Laxton, Rita. The World Wide Web as Neural Net. Technological Forecasting and Social Change. 64/1, 2000. There are deep parallels between the Internet and a brain as they both cogitate by a redundant pattern matching of perception and experience.

The primary hypothesis is that it can be shown that the World Wide Web’s birth, growth and knowledge acquisition patterns are remarkably similar to those of the human brain. (55)

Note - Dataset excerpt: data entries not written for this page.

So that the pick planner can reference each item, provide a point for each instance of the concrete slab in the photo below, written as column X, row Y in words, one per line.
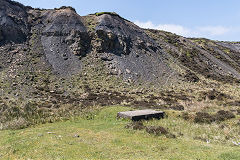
column 141, row 114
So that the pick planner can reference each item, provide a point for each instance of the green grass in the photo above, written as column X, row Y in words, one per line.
column 102, row 136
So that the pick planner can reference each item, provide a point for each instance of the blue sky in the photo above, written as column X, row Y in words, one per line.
column 214, row 19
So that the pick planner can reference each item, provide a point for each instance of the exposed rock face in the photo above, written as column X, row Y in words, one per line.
column 63, row 36
column 133, row 53
column 13, row 22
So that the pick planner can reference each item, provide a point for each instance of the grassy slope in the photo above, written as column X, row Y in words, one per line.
column 102, row 136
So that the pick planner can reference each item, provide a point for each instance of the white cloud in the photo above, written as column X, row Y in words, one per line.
column 202, row 31
column 214, row 30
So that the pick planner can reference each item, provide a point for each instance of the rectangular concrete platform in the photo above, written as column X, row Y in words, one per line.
column 141, row 114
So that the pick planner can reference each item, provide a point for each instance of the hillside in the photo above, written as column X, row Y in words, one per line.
column 64, row 77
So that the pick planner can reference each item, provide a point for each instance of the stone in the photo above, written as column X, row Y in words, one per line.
column 141, row 114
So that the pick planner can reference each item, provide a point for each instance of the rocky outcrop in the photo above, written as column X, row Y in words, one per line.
column 13, row 22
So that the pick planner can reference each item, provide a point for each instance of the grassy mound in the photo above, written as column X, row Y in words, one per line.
column 99, row 135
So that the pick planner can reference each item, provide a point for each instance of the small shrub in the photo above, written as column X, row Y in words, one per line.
column 203, row 117
column 157, row 130
column 185, row 116
column 224, row 115
column 110, row 13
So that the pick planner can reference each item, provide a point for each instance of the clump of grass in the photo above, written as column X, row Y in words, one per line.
column 203, row 117
column 154, row 130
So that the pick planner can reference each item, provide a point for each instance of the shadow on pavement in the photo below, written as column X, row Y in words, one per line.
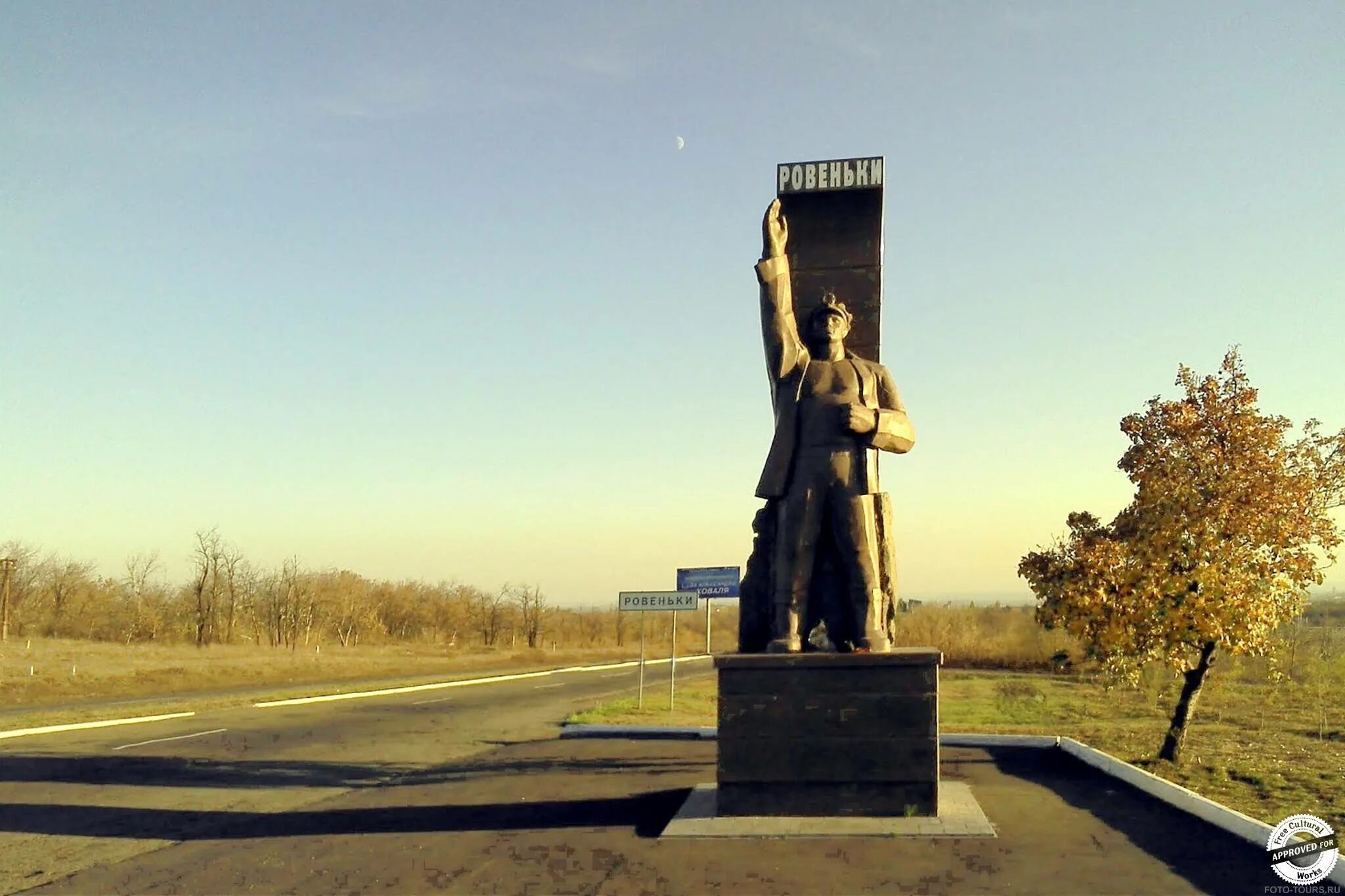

Lenartowicz, Marta. Creatures of the Semiosphere. Technological Forecasting and Social Change. 114/1, 2017. In a Global Brain issue which she co-edits, this is a paper by the Free University of Brussels systems sociologist with a recent doctorate in pragmatics, semiotics and sociolinguistics from Jagiellonian University, Krakow. Its subtitle is “A problematic third party in the humans plus technology cognitive architecture of the future global superintelligence.” Her contribution thus adds a novel quality to an imminent planetary knowledge achieved by this nascent faculty. An “individuation of the semiospecies,” via a triad of information, discourse and understanding can result. In accord with our website premise, a worldwide learning process on its own, which we desperately need, goes unnoticed. See also The Individuation of Social Systems by ML, et al in Procedia Computer Science (88/15, 2016). OK

Contrary to the prevailing pessimistic AI takeover scenarios, the theory of the Global Brain (GB) argues that this foreseen collective, distributed superintelligence is bound to include humans as its key beneficiaries. This prediction follows from the contingency of evolution: we, as already present intelligent forms of life, are in a position to exert selective pressures onto the emerging new ones. As a result, it is foreseen that the cognitive architecture of the GB will include human beings and such technologies, which will best prove to advance our collective wellbeing. Since the rapid evolution of interconnecting technologies appears to open up immense emancipatory possibilities not only for humans, but also for the intelligently evolving ‘creatures of the semiosphere’, it is concluded that in the context of the rapidly self-organizing Global Brain, a close watch needs to be kept over the dynamics of the latter. (Abstract excerpts)

Therefore, I propose a thought experiment: a re-combination of several existing theories in a way that reveals social systems (which shape and drive our world today), not humans, to be the most advanced intelligence currently operating on Earth. The resulting exploration of the hypothesis that we are continuously failing to acknowledge this posthuman superintelligence, which is already present, may open up paths for several reconsiderations related to the foreseen cognitive architecture of the Global Brain. (36)

Leuf, Bo. The Semantic Web. New York: Wiley, 2006. In order to make the Internet more user useful, searchable, interactive, self organizing, correcting and responsive, its textual basis needs to be reconceived. First proposed by Tim Berners-Lee, the present work provides a good introduction to this on-going project.

Perhaps we are also approaching something more than just a vast globally-accessible knowledge repository. There is the potential to develop devices, services, and software agents that we might converse with as they were fully sentient and intelligent beings themselves. (314)

Levy, Neil. Neuroethics: Challenges for the 21st Century. Cambridge: Cambridge University Press, 2007. A Research Fellow at both the University of Melbourne and Oxford explores the ramifications of advances in neuroscience which augur for increasing abilities to influences mental states and capacities. The book is noted here for a lengthy chapter on the “extended mind hypothesis” whereof aware intellects reach pervasively beyond the body into social settings.

Levy, Pierre. Collective Intelligence. New York: Plenum, 1997. From France comes another report on the rudiments of an embryonic planetary mind arising from integrated human cognition.